Qualitative data is a little more ambiguous and nebulous, but no less valuable. It deals more with being subjective, needs a degree of introspection and very much open to interpretation. This sort of data would apply to things like customer reviews, surveys and even watching for customer and staff interactions with a product or service. It is about the quality of how a product or service is being perceived and this makes methods of analysing this sort of data a bit more difficult since it can often be less structured.
Below are three different methods that can be used to measure quantitative data and two that deal with qualitative data to hopefully might help a business begin to categorise and breakdown the data they may already hold.
Measuring Quantitative Data
In order to understand regression analysis fully, it is imperative to understand the following terms:
Dependent Variable: This is the main factor trying to understand or predicted.
Independent Variables: These are the factors that can be hypothesised have an impact on the dependent variable.
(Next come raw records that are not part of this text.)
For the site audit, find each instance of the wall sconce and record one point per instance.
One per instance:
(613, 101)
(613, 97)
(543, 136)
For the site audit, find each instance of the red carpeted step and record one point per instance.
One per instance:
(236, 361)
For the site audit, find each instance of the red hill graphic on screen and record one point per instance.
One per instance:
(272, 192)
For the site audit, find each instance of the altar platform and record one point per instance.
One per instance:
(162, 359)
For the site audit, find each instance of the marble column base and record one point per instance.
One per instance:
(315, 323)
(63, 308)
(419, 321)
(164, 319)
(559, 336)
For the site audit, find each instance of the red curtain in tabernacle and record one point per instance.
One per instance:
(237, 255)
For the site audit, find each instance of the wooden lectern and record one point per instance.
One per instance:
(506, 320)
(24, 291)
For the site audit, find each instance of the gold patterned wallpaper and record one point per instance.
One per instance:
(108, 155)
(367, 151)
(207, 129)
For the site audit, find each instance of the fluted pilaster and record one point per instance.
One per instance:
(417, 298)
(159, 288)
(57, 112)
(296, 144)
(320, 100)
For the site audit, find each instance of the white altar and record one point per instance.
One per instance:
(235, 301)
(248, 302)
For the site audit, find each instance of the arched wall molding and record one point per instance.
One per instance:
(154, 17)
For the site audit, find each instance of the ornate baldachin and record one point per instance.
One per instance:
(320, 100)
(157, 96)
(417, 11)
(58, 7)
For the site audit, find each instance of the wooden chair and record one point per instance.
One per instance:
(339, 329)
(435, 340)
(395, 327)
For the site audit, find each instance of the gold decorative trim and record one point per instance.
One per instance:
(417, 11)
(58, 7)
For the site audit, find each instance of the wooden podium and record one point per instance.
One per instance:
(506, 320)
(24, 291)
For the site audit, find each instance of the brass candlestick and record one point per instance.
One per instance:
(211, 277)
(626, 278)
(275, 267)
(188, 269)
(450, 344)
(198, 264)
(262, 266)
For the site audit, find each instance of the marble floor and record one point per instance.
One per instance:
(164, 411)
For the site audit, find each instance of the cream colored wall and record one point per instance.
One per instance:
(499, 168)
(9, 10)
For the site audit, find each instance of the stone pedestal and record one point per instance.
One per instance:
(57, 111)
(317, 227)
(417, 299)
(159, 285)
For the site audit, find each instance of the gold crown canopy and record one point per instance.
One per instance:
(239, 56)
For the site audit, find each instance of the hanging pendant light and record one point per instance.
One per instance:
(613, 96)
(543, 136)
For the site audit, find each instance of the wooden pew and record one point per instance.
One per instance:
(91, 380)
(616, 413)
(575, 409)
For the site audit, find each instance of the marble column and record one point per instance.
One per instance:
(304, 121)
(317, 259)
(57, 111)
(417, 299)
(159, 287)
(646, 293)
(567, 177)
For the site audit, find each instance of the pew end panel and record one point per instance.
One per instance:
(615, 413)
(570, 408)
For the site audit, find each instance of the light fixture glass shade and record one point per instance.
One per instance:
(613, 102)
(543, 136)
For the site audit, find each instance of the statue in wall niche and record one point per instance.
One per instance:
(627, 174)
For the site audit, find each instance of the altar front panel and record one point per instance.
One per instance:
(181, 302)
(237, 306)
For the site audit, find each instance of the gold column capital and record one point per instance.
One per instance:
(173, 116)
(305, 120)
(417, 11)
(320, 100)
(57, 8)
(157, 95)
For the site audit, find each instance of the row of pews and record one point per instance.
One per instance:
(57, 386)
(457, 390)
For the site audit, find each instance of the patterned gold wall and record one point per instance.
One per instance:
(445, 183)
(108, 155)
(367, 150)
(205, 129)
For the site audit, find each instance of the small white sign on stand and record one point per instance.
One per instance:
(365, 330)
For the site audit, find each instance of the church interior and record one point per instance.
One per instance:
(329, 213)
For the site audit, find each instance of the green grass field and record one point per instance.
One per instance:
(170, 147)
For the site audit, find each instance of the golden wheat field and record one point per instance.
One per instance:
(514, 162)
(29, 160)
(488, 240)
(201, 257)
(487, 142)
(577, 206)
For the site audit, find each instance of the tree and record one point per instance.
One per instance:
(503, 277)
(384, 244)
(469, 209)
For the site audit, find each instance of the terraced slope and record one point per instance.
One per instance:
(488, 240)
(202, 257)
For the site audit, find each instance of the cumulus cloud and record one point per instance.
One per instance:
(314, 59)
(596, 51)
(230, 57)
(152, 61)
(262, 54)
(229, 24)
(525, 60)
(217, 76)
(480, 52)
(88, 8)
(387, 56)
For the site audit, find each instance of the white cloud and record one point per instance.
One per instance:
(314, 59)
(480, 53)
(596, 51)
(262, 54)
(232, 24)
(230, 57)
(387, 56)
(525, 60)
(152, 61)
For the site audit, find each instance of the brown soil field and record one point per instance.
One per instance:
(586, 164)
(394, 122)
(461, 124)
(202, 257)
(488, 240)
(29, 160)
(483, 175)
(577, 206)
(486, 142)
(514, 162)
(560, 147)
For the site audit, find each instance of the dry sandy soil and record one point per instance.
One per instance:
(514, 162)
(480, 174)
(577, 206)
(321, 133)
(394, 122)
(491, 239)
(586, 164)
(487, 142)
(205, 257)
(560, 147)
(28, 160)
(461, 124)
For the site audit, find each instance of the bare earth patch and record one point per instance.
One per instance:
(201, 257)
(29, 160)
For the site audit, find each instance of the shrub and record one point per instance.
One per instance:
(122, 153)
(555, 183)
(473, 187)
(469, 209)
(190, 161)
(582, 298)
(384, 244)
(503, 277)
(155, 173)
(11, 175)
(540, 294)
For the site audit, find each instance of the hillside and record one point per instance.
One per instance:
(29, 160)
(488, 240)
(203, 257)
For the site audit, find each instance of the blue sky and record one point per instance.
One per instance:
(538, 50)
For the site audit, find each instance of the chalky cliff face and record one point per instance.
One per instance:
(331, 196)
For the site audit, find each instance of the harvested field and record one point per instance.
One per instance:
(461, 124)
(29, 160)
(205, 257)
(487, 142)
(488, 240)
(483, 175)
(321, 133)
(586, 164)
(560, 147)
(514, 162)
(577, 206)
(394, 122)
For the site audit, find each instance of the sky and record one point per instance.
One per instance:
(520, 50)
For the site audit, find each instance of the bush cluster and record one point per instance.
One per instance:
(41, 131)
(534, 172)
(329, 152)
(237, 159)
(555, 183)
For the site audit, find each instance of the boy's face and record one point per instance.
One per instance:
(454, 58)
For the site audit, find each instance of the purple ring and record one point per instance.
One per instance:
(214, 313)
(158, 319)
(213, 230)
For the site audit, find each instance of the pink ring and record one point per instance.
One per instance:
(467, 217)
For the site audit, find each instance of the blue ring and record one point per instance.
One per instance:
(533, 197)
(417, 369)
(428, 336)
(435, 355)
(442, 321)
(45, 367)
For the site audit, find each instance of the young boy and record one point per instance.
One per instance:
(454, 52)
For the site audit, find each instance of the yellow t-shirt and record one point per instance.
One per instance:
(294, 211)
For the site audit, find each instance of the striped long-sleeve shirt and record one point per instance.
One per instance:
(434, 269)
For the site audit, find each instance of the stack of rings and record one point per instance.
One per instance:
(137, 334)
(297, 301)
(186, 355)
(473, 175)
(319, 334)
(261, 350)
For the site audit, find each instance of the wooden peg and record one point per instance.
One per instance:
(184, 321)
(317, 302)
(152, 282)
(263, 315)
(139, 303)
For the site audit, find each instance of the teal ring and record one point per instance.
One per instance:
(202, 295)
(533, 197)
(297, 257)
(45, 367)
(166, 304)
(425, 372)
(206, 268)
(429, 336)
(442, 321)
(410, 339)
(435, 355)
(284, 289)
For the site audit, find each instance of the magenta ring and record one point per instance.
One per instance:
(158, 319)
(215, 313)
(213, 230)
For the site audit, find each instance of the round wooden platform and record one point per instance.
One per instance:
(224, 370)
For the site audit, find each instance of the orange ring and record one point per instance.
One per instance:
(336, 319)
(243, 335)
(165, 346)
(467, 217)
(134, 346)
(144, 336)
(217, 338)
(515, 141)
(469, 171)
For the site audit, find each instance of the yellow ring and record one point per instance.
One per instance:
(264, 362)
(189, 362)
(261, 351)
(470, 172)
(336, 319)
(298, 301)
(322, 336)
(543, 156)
Whereas you can only have one dependent variable, you can have a myriad of independent variables. Regression analysis is the measurement of the independent variables to the dependent variable and when understanding the relationship to the dependent variable can be used to help a company make a prediction about future trends with a good degree of confidence. Regression analysis is a reliable method of identifying which variables have an impact on a topic of interest. The process of performing a regression allows you to confidently determine which factors matter most, which factors can be ignored, and how these factors influence each other.
Also known as “T Testing”, is used to infer the result of a hypothesis performed on sample data from a larger population. The test tells the analyst whether or not his primary hypothesis is true. For instance, a business owner may assume that more hours of work are equivalent to higher productivity. How exactly would they know this to be factually the case? Before implementing longer work hours, it’s important to ensure there’s a real connection to avoid spending money on wages or even whether the longer hours would even be received well by staff. A business decision made without knowing how it may affect staff may have the opposite effect where productivity may drop.
Monte Carlo Simulation
Monte Carlo simulation is a technique used to understand the impact of risk and uncertainty in financial, project management, cost, logistics and other forecasting models. A Monte Carlo simulator helps one visualize most or all of the potential outcomes to have a better idea regarding the risk of a decision. To test a hypothesis or scenario, a Monte Carlo simulation will use random numbers and data to stage a variety of possible outcomes to any situation based on any results. It will allow the analyst to understand what random variables can throw a monkey wrench in a company’s project or strategy.
Measuring Qualitative Data
Content analysis is a research technique used to make replicable and valid inferences by interpreting and coding textual material. By systematically evaluating texts (e.g., documents, oral communication, and graphics), qualitative data can be converted into quantitative data.
Narrative Analysis- Narrative analysis is a genre of analytic frames whereby researchers interpret stories that are told within the context of research and/or are shared in everyday life. This might include interpreting how employees feel about their jobs, how customers perceive an organization, and how operational processes are viewed. It can be useful when contemplating changes to corporate culture or planning new marketing strategies.